[1] The original description (Galsworthy, 1997: 139) compares A. hongkongensis to Athetis lineosa and other species in the species complex, as follows: "Smaller than lineosa, with the hindwings less intense brown; forewing outer line in lineosa is smoothly curved from costa to dorsum, whereas in hongkongensis there is an obtuse angle close to the costa, and a further angle at about two thirds, where the line turns slightly towards the point of the wing, meeting the dorsum almost at a right angle.
"[citation needed] So far as is known, A. hongkongensis is restricted to, though widespread[2] within, Hong Kong, and thus regarded to be of "least concern" (as of 2014) with regard to conservation status, even though it meets IUCN Red List geographic criteria[3] for endangered (EN) - EOO less than 500 km2, AOO = 64 km2 as calculated using iNaturalist observations imported to GeoCat.

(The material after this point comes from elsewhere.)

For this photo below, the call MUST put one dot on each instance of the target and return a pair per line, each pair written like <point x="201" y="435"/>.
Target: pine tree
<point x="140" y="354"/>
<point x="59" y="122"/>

[4] Observations of Athetis hongkongensis[5] occur in secondary forest and on urban fringes between 30 m and 675 m elevation.
Kendrick (2002)[6] gives the adult phenology as "Recorded from February to November, peaking in April and October."
Athetis is placed in the subtribe Athetiina, of Caradrinini, in Noctuinae, by Holloway (2011),[7] and also in Kononenko & Pinratana (2013),[8] which were both based on (developed in parallel with) the molecular review of Noctuidae by Zahiri et al.